* Challenge to EU ban on transaction fees dealt blow
* Adviser to top court says firm’s appeal should be dismissed
* Move may bolster EU regulatory clampdown
* MasterCard says interference will push up consumer costs
By Foo Yun Chee
LUXEMBOURG, Jan 30 (Reuters) - MasterCard’s five-year battle to keep multi-billion-euro cross-border card fees was dealt a blow on Thursday when an adviser to Europe’s top court backed efforts to reduce such charges.
The legal opinion follows a European Commission ruling that said MasterCard’s cross-border “interchange” fees - levied on retailers’ credit and debit card transactions - broke antitrust rules and had to be changed.
Mastercard challenged this but the court adviser’s recommendation now means it is likely to fail.
The EU antitrust regulator says such fees cost businesses across Europe 10 billion euros ($13.64 billion) a year.
Many consumer rights campaigners argue these hidden costs, charged when banks process payments by, for example, a German visiting London, are passed on to the consumer.
“I propose that the court should dismiss the main appeal (by MasterCard) and the cross-appeals,” Advocate General Paolo Mengozzi at the EU Court of Justice said in his opinion.
The court, which will issue its judgement in the coming months, follows such advice in the majority of cases.
The opinion represents a setback to the world’s second-largest credit and debit-card company after Visa. Mastercard says such interference would actually lead to higher costs for consumers and encourage the black economy.
The advice may also bolster support for proposed European Union rules to cap charges on card payments that have yet to be approved by EU countries and the bloc’s parliament.
That crackdown is part of the Commission’s push to boost e-commerce in the 28-country bloc and reduce costs for business.
Interchange fees are collected and kept by banks processing payments using cards. While MasterCard does not benefit directly from the charge, it fears a crackdown will discourage lenders from issuing its cards.

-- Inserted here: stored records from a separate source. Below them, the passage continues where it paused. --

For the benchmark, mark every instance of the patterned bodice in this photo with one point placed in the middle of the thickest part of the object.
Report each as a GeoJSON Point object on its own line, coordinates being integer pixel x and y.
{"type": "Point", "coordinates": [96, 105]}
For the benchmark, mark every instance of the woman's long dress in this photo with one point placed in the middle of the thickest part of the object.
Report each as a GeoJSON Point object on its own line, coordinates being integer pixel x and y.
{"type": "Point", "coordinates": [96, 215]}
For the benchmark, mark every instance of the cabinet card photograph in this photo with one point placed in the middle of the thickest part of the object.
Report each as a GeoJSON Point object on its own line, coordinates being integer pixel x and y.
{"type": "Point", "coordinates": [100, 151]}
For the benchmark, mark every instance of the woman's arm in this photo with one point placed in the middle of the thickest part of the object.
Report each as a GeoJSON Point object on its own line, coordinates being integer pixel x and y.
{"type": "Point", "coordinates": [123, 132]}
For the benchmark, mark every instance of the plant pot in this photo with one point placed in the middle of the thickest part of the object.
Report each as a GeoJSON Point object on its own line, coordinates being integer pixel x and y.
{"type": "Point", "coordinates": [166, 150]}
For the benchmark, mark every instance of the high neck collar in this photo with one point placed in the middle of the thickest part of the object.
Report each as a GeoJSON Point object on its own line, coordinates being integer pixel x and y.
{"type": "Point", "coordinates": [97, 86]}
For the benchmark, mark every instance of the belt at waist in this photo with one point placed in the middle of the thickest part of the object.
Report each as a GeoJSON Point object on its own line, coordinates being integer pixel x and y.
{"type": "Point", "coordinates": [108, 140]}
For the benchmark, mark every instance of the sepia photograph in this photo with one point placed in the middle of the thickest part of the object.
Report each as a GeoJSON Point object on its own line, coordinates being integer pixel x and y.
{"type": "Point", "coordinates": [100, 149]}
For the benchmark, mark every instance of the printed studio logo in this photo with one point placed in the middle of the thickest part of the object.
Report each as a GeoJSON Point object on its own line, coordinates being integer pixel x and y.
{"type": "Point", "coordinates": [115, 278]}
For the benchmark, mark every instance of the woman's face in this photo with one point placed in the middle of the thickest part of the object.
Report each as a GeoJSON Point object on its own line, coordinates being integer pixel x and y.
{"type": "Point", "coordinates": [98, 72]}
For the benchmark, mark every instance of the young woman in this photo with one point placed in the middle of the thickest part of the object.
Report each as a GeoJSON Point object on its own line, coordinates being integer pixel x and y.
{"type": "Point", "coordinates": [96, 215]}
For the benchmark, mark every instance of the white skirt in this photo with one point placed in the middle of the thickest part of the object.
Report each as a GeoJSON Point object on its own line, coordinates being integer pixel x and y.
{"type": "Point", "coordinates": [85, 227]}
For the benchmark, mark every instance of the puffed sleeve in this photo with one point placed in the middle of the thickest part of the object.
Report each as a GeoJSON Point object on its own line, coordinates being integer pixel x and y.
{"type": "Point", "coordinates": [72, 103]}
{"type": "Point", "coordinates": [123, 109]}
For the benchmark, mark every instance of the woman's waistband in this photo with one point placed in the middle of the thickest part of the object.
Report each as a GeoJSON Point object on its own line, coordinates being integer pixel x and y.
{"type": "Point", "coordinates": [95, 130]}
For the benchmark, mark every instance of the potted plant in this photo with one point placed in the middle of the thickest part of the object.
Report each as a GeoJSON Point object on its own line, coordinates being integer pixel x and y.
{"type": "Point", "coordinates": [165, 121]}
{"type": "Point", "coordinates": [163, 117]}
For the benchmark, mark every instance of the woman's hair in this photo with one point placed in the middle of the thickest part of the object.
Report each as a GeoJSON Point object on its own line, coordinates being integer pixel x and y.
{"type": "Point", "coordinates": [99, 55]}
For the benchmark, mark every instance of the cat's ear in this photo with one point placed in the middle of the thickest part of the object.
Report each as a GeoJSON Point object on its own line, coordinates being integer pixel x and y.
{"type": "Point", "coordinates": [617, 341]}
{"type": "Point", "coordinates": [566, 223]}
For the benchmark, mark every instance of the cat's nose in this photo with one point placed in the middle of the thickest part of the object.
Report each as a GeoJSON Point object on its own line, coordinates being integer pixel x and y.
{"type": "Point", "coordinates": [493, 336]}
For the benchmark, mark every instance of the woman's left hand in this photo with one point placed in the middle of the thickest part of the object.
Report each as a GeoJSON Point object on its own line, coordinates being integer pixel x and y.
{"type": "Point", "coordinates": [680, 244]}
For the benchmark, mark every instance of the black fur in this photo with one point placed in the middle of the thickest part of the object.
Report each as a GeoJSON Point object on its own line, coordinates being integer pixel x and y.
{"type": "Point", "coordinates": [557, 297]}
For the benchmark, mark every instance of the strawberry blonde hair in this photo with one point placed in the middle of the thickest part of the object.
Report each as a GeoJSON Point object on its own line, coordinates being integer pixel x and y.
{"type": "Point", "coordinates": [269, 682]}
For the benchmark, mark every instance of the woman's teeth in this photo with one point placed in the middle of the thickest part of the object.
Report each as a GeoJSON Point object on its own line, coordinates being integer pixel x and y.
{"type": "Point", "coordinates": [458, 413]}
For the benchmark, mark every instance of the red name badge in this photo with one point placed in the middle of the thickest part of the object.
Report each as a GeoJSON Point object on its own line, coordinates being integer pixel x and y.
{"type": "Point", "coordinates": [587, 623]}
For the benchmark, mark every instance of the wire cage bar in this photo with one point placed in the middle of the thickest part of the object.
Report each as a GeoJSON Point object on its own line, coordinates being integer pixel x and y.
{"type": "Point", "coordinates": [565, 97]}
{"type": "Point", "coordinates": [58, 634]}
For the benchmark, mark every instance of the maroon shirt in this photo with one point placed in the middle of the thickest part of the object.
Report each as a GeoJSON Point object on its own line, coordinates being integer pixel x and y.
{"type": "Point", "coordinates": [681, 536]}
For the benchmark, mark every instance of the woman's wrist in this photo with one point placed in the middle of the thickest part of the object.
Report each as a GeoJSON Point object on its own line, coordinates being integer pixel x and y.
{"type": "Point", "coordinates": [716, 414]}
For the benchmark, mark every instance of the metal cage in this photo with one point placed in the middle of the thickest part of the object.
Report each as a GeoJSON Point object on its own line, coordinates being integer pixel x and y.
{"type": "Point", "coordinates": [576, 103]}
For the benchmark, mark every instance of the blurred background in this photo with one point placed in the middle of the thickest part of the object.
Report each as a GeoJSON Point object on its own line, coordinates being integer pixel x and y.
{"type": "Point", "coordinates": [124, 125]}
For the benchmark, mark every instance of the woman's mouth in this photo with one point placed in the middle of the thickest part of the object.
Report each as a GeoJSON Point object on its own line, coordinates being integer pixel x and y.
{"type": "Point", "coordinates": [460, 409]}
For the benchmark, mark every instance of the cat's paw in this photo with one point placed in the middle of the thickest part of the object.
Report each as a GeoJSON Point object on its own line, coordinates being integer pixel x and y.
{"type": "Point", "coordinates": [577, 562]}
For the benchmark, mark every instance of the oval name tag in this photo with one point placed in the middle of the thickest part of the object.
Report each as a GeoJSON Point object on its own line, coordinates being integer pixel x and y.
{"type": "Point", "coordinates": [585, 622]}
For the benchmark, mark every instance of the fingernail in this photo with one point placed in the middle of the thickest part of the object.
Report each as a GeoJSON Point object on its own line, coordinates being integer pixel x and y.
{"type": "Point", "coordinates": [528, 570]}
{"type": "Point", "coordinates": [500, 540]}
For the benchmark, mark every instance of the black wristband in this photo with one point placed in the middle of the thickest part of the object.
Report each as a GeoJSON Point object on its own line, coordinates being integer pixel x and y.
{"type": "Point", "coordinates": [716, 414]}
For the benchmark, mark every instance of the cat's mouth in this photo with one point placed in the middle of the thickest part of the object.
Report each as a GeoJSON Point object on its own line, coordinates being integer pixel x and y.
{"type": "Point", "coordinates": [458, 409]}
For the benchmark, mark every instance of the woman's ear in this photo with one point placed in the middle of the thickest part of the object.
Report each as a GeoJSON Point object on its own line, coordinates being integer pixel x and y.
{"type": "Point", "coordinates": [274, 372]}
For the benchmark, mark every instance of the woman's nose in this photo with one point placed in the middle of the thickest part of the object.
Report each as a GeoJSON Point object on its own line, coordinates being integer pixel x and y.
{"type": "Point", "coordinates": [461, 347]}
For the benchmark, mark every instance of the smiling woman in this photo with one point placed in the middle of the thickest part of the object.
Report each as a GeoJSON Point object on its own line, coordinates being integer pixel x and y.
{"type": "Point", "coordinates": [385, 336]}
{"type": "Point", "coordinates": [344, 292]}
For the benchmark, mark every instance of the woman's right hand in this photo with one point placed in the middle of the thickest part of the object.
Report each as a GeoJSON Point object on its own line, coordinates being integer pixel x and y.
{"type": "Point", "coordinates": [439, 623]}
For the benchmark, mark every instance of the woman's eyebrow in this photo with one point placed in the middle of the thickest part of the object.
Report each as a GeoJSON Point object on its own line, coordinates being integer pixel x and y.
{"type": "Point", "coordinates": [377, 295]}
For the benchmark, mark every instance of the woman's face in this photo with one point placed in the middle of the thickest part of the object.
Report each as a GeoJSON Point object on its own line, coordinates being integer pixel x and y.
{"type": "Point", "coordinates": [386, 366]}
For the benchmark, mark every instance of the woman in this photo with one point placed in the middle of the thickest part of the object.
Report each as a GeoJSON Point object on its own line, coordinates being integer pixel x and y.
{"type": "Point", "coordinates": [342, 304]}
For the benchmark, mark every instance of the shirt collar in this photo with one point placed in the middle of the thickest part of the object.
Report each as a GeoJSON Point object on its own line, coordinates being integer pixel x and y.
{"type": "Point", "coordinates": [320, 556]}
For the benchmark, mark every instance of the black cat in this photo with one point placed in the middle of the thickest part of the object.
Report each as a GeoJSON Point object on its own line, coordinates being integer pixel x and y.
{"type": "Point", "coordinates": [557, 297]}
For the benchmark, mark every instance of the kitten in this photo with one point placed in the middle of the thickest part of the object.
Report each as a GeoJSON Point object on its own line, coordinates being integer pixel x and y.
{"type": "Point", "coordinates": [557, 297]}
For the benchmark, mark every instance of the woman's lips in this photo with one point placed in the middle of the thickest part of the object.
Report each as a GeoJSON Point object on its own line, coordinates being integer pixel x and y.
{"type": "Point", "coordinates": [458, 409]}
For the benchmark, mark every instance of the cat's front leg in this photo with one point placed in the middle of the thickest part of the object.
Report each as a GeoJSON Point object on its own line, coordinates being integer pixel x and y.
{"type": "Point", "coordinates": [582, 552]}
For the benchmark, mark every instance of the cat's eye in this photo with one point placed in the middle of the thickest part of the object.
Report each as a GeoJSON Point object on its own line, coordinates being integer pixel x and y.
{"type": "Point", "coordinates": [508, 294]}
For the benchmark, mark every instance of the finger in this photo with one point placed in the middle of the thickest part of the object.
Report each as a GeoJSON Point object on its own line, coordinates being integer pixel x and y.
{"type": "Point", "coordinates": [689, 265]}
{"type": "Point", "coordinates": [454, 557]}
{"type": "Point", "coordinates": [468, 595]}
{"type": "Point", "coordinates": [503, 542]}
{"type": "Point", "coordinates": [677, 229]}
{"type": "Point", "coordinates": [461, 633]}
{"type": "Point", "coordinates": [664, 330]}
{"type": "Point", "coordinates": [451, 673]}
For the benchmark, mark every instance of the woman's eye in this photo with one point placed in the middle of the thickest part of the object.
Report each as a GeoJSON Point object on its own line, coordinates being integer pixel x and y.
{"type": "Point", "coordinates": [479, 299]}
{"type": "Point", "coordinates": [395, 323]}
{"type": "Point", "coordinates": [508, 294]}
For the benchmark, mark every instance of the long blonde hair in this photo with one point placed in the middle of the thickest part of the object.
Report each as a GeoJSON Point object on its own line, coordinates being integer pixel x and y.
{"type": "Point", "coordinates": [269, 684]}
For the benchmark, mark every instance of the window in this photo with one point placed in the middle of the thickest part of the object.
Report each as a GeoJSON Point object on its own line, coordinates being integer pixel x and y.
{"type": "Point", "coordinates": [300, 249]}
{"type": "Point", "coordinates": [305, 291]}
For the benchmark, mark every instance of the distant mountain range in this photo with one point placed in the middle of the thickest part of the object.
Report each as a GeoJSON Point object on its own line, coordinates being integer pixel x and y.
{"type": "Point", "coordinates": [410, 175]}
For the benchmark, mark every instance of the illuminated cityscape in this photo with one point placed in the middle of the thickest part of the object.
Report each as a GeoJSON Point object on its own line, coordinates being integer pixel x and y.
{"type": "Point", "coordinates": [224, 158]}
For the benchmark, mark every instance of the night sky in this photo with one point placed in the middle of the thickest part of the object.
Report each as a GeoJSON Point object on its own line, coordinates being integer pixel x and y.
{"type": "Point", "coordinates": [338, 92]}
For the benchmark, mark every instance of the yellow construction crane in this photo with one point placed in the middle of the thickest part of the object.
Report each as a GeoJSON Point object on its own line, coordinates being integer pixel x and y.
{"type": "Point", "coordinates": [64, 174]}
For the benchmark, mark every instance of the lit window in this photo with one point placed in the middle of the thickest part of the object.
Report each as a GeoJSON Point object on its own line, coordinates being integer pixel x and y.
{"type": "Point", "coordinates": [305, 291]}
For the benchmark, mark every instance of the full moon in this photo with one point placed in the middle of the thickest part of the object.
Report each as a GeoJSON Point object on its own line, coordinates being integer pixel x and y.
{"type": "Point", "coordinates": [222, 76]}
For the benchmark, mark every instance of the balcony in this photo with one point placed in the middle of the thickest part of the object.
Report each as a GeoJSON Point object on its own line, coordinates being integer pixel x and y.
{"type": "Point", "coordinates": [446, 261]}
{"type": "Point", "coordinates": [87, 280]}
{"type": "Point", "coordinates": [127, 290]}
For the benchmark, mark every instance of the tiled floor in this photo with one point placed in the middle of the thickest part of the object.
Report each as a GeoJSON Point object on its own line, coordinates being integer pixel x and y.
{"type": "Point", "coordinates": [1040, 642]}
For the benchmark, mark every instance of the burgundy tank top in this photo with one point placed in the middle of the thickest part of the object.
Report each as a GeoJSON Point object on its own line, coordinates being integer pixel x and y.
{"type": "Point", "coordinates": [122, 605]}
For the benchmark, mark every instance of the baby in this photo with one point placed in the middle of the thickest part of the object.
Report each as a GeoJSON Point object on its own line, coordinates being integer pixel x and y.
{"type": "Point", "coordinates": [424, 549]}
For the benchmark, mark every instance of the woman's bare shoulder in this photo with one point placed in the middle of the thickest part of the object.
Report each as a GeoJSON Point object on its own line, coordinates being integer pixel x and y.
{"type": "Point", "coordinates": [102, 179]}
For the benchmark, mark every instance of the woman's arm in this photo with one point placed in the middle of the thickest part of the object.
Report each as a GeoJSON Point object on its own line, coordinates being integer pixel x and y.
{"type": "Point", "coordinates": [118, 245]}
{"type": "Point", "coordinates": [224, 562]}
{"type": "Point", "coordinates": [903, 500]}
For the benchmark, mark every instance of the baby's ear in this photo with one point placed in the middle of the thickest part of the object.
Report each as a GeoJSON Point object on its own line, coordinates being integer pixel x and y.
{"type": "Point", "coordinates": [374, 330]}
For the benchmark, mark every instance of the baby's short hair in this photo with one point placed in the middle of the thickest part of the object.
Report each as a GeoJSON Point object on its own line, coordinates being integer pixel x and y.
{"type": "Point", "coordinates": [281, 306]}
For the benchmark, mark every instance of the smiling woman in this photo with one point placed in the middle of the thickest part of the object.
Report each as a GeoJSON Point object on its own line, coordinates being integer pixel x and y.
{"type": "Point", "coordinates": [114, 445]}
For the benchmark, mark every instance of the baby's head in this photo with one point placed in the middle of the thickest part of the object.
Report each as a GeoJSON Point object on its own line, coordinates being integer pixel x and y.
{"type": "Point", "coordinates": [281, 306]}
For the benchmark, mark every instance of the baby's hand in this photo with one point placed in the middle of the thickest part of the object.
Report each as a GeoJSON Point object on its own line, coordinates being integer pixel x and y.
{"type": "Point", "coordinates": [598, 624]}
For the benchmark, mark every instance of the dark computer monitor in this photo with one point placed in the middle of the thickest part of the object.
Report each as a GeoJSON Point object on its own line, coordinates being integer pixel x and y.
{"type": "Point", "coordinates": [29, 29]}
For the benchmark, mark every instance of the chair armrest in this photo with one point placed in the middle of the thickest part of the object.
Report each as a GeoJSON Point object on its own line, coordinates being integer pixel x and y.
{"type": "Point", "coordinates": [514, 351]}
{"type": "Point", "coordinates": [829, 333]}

MasterCard, which faces increasing competition from rival payment schemes such as eBay’s PayPal, was critical of the decision.
“Practical experience in countries such as Spain, Australia and the United States shows that capping interchange shifts the costs for transactions from retailers on to consumers,” MasterCard President Javier Perez said in a statement.
“A one-size-fits all approach to interchange across Europe will drive the cost of cards up for consumers ... and ignores the very different market realities across European countries,” he said.
EU retail lobby EuroCommerce, whose 1997 complaint triggered the first regulatory investigation into MasterCard, welcomed the recommendation.
“This should be another reason for the European Parliament to go forward with regulation on interchange fees,” said Ruth Milligan of EuroCommerce.
MasterCard has said the value of cross-border card transactions is less than 5 percent of all purchases made by cardholders. A lower court threw out its challenge in 2012.
In the long-running dispute with the European Commission about such charges, MasterCard has made some concessions.
It agreed to reduce its debit card charges to 0.20 percent of a transaction and 0.30 percent for credit cards, pending this court ruling.
Rival Visa Europe, Europe’s largest card network and the European licensee of Visa, has offered similar concessions.